The Pilot kicked off in November 2017, reportedly affecting business negatively during the typically busy pre-holiday season. Eliminating parking and encouraging more people to take the streetcar with the promise of quicker commutes does seem like it could distract from the use of establishments along the stretch between Jarvis and Bathurst.
But, what no one seems to be focusing on is the fact that the Everyone is King: Design Build Competition is about to launch, which will surely attract more locals and tourists to King St.
There are currently 19 curb lane public spaces in the Pilot. Last December, the City delineated the areas with planters.
Businesses can claim these spaces if they have a good idea of how to use them. Any spaces that are not claimed will be entered in the competition where anyone can submit an idea. Winning ideas will be funded for the design, build, and removal.

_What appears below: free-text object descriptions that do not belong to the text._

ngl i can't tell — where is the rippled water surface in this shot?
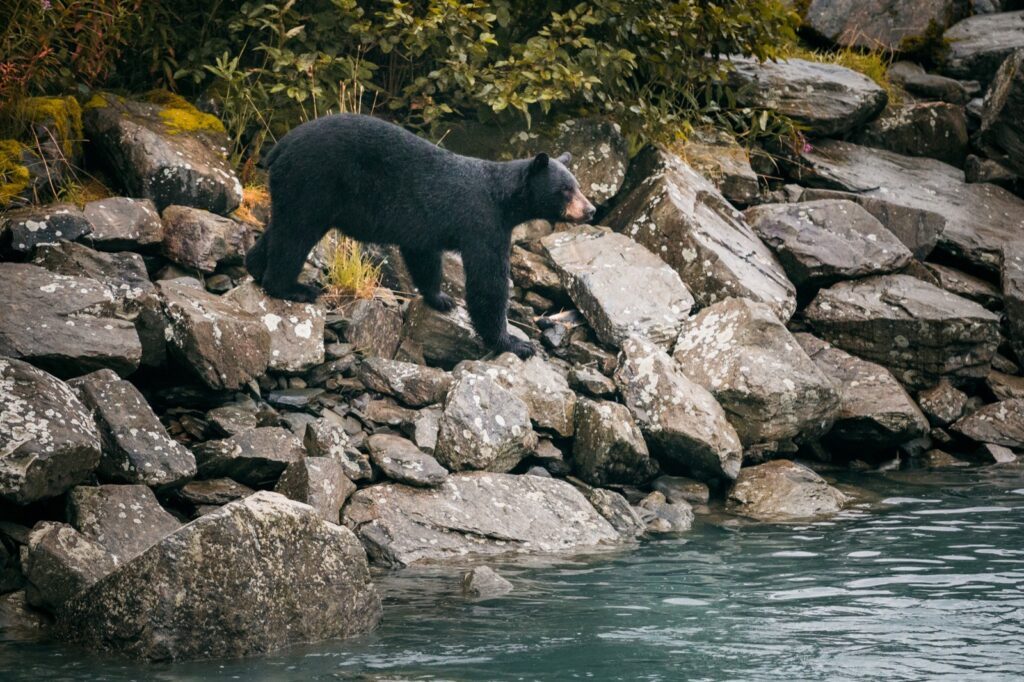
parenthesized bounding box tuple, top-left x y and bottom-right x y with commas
(3, 466, 1023, 681)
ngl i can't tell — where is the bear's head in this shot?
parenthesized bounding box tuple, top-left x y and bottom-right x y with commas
(525, 152, 596, 224)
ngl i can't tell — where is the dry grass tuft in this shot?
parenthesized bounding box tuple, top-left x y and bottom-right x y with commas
(323, 234, 382, 302)
(234, 183, 270, 226)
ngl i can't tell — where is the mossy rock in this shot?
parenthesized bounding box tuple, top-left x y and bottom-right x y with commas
(0, 140, 31, 205)
(20, 96, 83, 161)
(143, 89, 226, 136)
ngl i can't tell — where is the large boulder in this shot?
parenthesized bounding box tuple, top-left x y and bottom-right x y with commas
(161, 205, 252, 273)
(803, 0, 967, 52)
(356, 357, 452, 407)
(614, 337, 742, 481)
(804, 274, 1001, 389)
(22, 522, 116, 612)
(82, 197, 163, 252)
(0, 263, 141, 378)
(0, 358, 100, 504)
(572, 398, 657, 487)
(726, 460, 848, 521)
(454, 353, 577, 437)
(744, 200, 912, 292)
(672, 298, 840, 450)
(83, 93, 242, 214)
(726, 57, 888, 137)
(55, 492, 381, 661)
(941, 10, 1024, 84)
(791, 139, 1024, 271)
(796, 334, 929, 452)
(224, 281, 325, 373)
(434, 374, 537, 472)
(539, 226, 693, 349)
(980, 49, 1024, 178)
(66, 484, 182, 563)
(158, 280, 271, 390)
(343, 473, 620, 566)
(69, 369, 196, 488)
(1004, 242, 1024, 363)
(853, 102, 970, 167)
(0, 203, 91, 256)
(192, 427, 306, 487)
(951, 399, 1024, 448)
(606, 148, 796, 320)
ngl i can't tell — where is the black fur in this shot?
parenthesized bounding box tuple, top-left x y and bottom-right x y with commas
(247, 113, 594, 359)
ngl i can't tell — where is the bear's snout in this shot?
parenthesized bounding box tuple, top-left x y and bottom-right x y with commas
(564, 190, 596, 224)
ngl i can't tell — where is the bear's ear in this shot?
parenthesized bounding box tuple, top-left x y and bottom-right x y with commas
(529, 153, 550, 173)
(556, 152, 572, 165)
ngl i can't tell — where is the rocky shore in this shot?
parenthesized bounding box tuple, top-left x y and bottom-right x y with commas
(2, 3, 1024, 662)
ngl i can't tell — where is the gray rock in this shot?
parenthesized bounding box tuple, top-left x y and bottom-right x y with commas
(638, 491, 694, 534)
(83, 197, 163, 251)
(266, 388, 323, 410)
(803, 0, 967, 52)
(161, 205, 251, 273)
(854, 102, 969, 166)
(920, 449, 970, 468)
(174, 478, 254, 507)
(367, 433, 448, 487)
(726, 460, 848, 521)
(23, 522, 116, 613)
(413, 407, 442, 454)
(941, 10, 1024, 84)
(978, 442, 1017, 464)
(926, 262, 1003, 310)
(540, 226, 694, 349)
(158, 279, 271, 390)
(69, 369, 195, 488)
(206, 404, 258, 436)
(0, 263, 141, 378)
(615, 336, 742, 481)
(403, 298, 532, 368)
(303, 417, 372, 480)
(651, 475, 711, 506)
(951, 399, 1024, 448)
(55, 492, 381, 661)
(796, 334, 929, 452)
(889, 61, 972, 104)
(510, 246, 564, 299)
(357, 357, 452, 407)
(673, 298, 840, 450)
(193, 426, 305, 487)
(337, 298, 404, 359)
(988, 371, 1024, 401)
(0, 203, 91, 255)
(727, 56, 888, 137)
(917, 380, 970, 426)
(606, 147, 796, 320)
(791, 140, 1024, 271)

Winners will be responsible for design, construction, installation, and removal.
At least two of the spaces will be designated for “durable destination parklets.” These spaces will be like mini parks and when the Pilot is complete at the end of the year, the parklets will be moved to another area of the city.
Here are a few ideas that the City provided for how these spaces can be used:
Creative seating, tables, flowers, shrubs, trees, logs, stones, road murals, map, maze, go-karts, zip-line, curling, skating, shuffle board, hopscotch, mini-putt, weight training, ping-pong, bowling, yoga spaces, garlands, banners, umbrellas, photo exhibit, light projections, reflexology infinity meditation path, music, sculptures, hammocks, performance stage, fashion show catwalk, bleachers, propane fire, heaters (if managed by adjacent business), Little Free Library, World Cup 2018 destination.
The call for proposals for the PSIs and the Expressions of Interest for the parklets will be issued on January 15th. If all remains on schedule, there will be 19 stunning, creative, and interactive public spaces along King between Jarvis and Bathurst by April 15th.
In the winter, the Pilot area became a crucial transit corridor for many people working and living on and around King St. During the warmer months, King will remain an important transit corridor, but it will also be a destination for pedestrians, tourists, locals, and shoppers.
The public spaces will encourage people to spend more time on King, which means they’ll likely spend more money. There will be more room on sidewalks since transit riders are waiting in safe designated areas on the street, and all the new public spaces are curbside.
It will be interesting to see if restaurant owners report a year-over-year increase in business through the spring and summer, which may offset the slow winter.
The King Street Pilot is a big change for downtown Toronto. The point of a pilot is to figure out how to do something – it’s a fluid project that changes with the needs of the population to accommodate the majority.
We’re eager to see how the Pilot shapes up throughout the year!